Last week I had the opportunity and privilege to present at the Pittsburgh VMUG. In true vCommunity fashion though, there was a lot more going on than just the VMUG. I had to say, Pittsburgh does things right – I was there for two nights and it was non-stop work, networking, and learning.
First off, there was a VMware TAM (Technical Account Manager) Customer Roundtable. I won’t go into too much detail as most of my readers likely don’t have a TAM (but you should!). What I saw there blew me away. The local team, along with the SMEs who came in for the event, were able to answer and assist customers with many of their problems and needs. What really stood out to me was how often customers were engaging each other. Questions around architecture, or why specific decisions were made were going back and forth. Congrats to the local VMware team for creating and fostering such a great community.
MY FIRST LITTLE HACK
Being the master planners that they are, the Pittsburgh Little Hack group also planned their first Big Hack. Given the overlapping (but not exclusive) interests and skill sets between the TCR attendees and Little Hack attendees, a large number of TAM customers were represented.
For those unfamiliar with the project, it is designed to be a place where you can show up, join a team, have some food and drink, and learn. I was lucky enough to be teamed up with Dan Barr and Doug DeFrank. Dan happened to have an AWS account we could use, and the awesome folks at Expedient were very generous with giving all teams access to their vCloud Director environment. Over the course of ~4 hours, Dan explained Git terminology to us, we troubleshot a Terraform / vCloud Director issue and then proceeded to write a script which would connect to vCD, create a vApp, and create two VMs in that vApp. Dan was able to get similar going. Pretty good considering none of us had every touched Terraform before!
Part of the fun was troubleshooting. I mentioned that we had an issue with Terraform and vCD. Thanks to another attendee, we found out after about an hour of troubleshooting, that the version of Terraform we were using had been released about 6 hours prior. As soon as we rolled back to .11 from .12, we were up and running.
The event was well attended, and we had some fantastic guests and judges. You can find out more about the events at https://capozza.io/.
The Pittsburgh VMUG UserCon was the next day and was made all the better by the previous day. There were many familiar faces, some of which I had only met the day before. Having the LittleHack the night before was a genius idea; it is definitely something that I think many other communities could benefit from. vBrownbag was also there recording some interviews, so be on the lookout for those.
The UserCon itself had a ton of great sessions and fantastic speakers. I won’t dive into the specifics, but there were some great insights during the Q&A panel at lunch.
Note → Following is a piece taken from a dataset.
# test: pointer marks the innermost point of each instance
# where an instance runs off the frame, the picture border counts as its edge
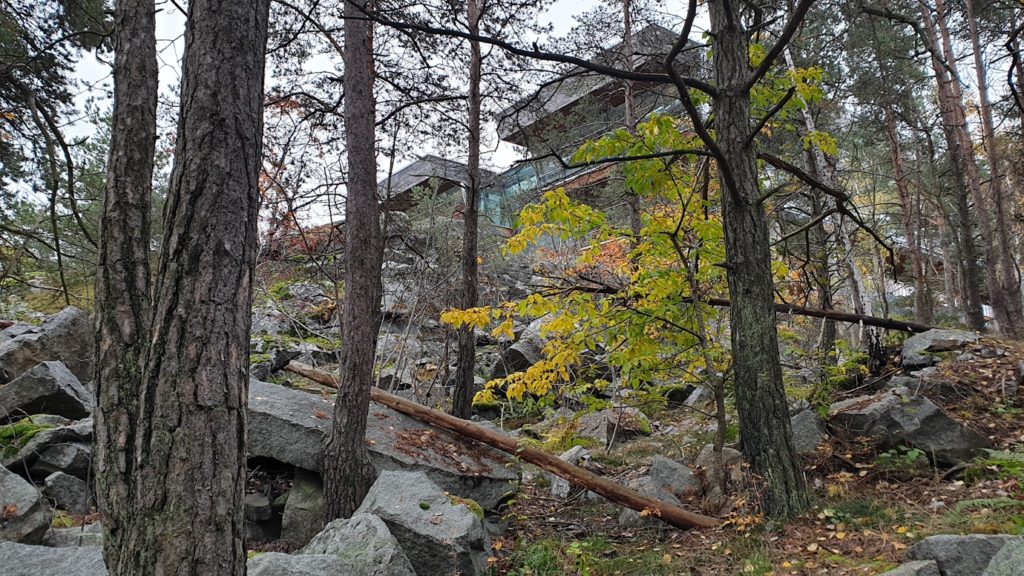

The topic was focused on what concerns customers have with regards to moving to the cloud. The common points which seemed to keep cropping up were lack of skills, concern around cost/value, and security. A lot of these reflect what I have seen elsewhere, which indicates that lots of folks are in the same boat. These sessions are where I see so much value in User Groups – they provide a safe place for people to ask questions without being judged. Attendees are there to learn, and a large part of that requires that they be open with what they do and don’t know.
IT’S ALL ABOUT THE VCOMMUNITY
Folks who know me, or read this blog have probably noticed that I have severely cut back on my blogging. In my last post, I brought to light some personal issues that I am dealing with. Frankly, I will be dealing with this for a long time to come. But this visit to Pittsburgh was exactly what I needed. It was great to be back out participating, helping, and learning.
The TAM Roundtable was fantastic because I was able to see a whole new set of users, their challenges, and what their goals are. At the Little Hack, I was able to help our team write a Terraform script. Although “simple”, it was a fantastic experience considering none of us had ever used it before. Lastly, the VMUG UserCon was just what I needed – I was able to share my experiences during my session, connect with new folks, and hopefully inspire some attendees to get more involved with the vCommunity.